2010-10-08i965: Initialize member variables.Vinson Lee
Fixes these GCC warnings. brw_wm_fp.c: In function 'search_or_add_const4f': brw_wm_fp.c:92: warning: 'reg.Index2' is used uninitialized in this function brw_wm_fp.c:84: note: 'reg.Index2' was declared here brw_wm_fp.c:92: warning: 'reg.RelAddr2' is used uninitialized in this function brw_wm_fp.c:84: note: 'reg.RelAddr2' was declared here
2010-10-08i965: Silence unused variable warning on non-debug builds.Vinson Lee
Fixes this GCC warning. brw_vs.c: In function 'do_vs_prog': brw_vs.c:46: warning: unused variable 'ctx'
2010-10-08i965: Silence unused variable warning on non-debug builds.Vinson Lee
Fixes this GCC warning. brw_eu_emit.c: In function 'brw_math2': brw_eu_emit.c:1189: warning: unused variable 'intel'
2010-10-08i965: Add register coalescing to the new FS backend.Eric Anholt
Improves performance of my GLSL demo 14.3% (+/- 4%, n=4) by eliminating the moves used in ir_assignment and ir_swizzle handling. Still 16.5% to go to catch up to the Mesa IR backend, presumably because instructions are almost perfectly mis-scheduled now.

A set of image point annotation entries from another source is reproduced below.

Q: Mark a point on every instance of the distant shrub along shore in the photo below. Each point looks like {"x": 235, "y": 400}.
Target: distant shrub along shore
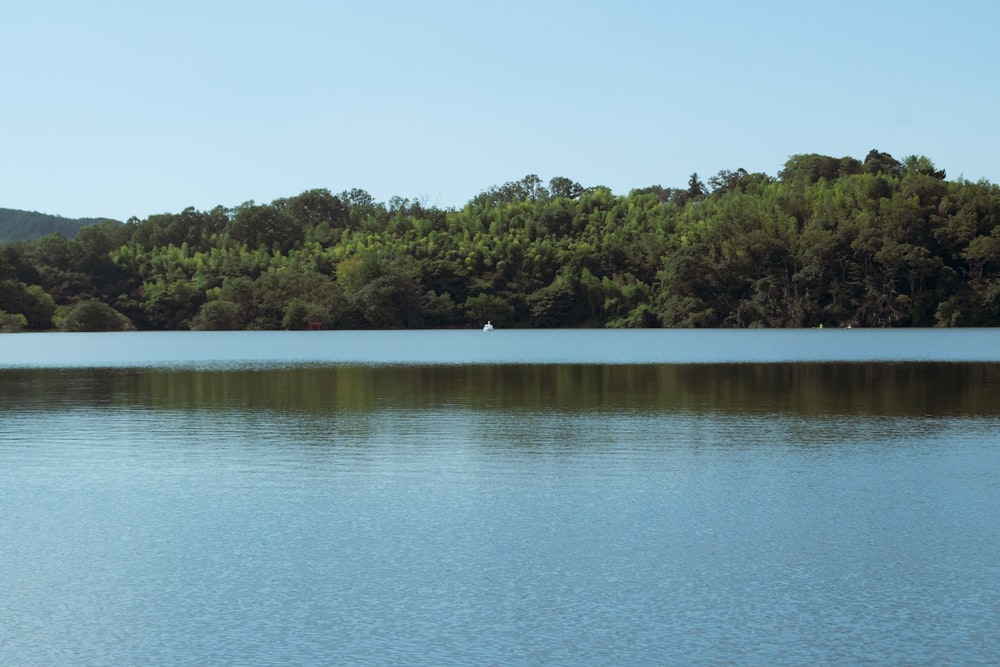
{"x": 830, "y": 241}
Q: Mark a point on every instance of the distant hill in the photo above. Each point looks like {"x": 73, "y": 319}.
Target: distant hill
{"x": 26, "y": 225}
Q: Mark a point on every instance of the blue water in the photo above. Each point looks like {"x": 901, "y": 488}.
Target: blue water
{"x": 580, "y": 346}
{"x": 174, "y": 507}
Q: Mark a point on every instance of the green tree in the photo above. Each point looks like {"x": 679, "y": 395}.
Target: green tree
{"x": 92, "y": 315}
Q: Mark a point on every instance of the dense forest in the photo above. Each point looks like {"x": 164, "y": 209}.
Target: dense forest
{"x": 830, "y": 241}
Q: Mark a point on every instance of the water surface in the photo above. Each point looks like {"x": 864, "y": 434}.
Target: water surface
{"x": 188, "y": 505}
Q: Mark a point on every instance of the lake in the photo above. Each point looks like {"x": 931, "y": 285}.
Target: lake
{"x": 508, "y": 498}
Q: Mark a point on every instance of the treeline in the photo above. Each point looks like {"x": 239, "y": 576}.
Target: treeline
{"x": 829, "y": 241}
{"x": 18, "y": 225}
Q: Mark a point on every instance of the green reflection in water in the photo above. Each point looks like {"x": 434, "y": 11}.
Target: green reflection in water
{"x": 875, "y": 389}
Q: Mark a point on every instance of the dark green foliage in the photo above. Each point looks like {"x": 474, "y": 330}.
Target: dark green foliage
{"x": 831, "y": 241}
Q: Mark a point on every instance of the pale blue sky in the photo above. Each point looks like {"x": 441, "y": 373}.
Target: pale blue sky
{"x": 121, "y": 108}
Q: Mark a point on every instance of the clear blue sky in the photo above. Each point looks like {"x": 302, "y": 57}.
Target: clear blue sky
{"x": 121, "y": 108}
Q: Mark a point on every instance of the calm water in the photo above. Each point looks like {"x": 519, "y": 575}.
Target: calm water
{"x": 467, "y": 498}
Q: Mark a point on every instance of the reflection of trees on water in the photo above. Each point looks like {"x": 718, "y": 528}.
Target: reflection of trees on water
{"x": 812, "y": 389}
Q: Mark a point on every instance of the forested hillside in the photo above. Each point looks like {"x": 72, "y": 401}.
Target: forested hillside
{"x": 829, "y": 241}
{"x": 26, "y": 225}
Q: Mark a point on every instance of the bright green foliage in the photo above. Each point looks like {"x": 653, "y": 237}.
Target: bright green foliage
{"x": 831, "y": 241}
{"x": 91, "y": 315}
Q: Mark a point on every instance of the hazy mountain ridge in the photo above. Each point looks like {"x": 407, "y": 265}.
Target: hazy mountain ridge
{"x": 17, "y": 225}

2010-10-08i965: Enable attribute swizzling (repositioning) in the gen6 SF.Eric Anholt
We were trying to remap a fully-filled array down to only handing the WM the components it uses. This is called attribute swizzling, and if you don't enable it you just get 1:1 mappings of inputs to outputs. This almost fixes glsl-routing, except for the highest gl_TexCoord[] indices.
2010-10-08i965: Fix new FS gen6 interpolation for sparsely-populated arrays.Eric Anholt
We'd overwrite the same element twice.
2010-10-08i965: Fix gen6 WM push constants updates.Eric Anholt
We would compute a new buffer, but never point the hardware at the new buffer. This partially fixes glsl-routing, as now it get the updated uniform for which attribute to draw.
2010-10-08i965: Handle swizzles in the addition of YUV texture constants.Eric Anholt
If someone happened to land a set in a different swizzle order, we would have assertion failed.
2010-10-08i965: Drop the check for YUV constants in the param list.Eric Anholt
_mesa_add_unnamed_constant() already does that.
2010-10-08i965: Drop the check for duplicate _mesa_add_state_reference.Eric Anholt
_mesa_add_state_reference does that check for us anyway.
2010-10-07i965: Normalize cubemap coordinates like is done in the Mesa IR path.Eric Anholt
Fixes glsl-fs-texturecube-2-*
2010-10-07i965: Disable emitting if () statements on gen6 until we really fix them.Eric Anholt
2010-10-06i965: Fix gen6 pointsize handling to match pre-gen6.Eric Anholt
Fixes point-line-no-cull. Bug #30532
2010-10-06i965: Don't assume that WPOS is always provided on gen6 in the new FS.Eric Anholt
We sensibly only provide it if the FS asks for it. We could actually skip WPOS unless the FS needed WPOS.zw, but that's something for later. Fixes: glsl-texture2d and probably many others.
2010-10-06i965: Add support for gl_FrontFacing on gen6.Eric Anholt
Fixes glsl1-gl_FrontFacing var (2) with new FS.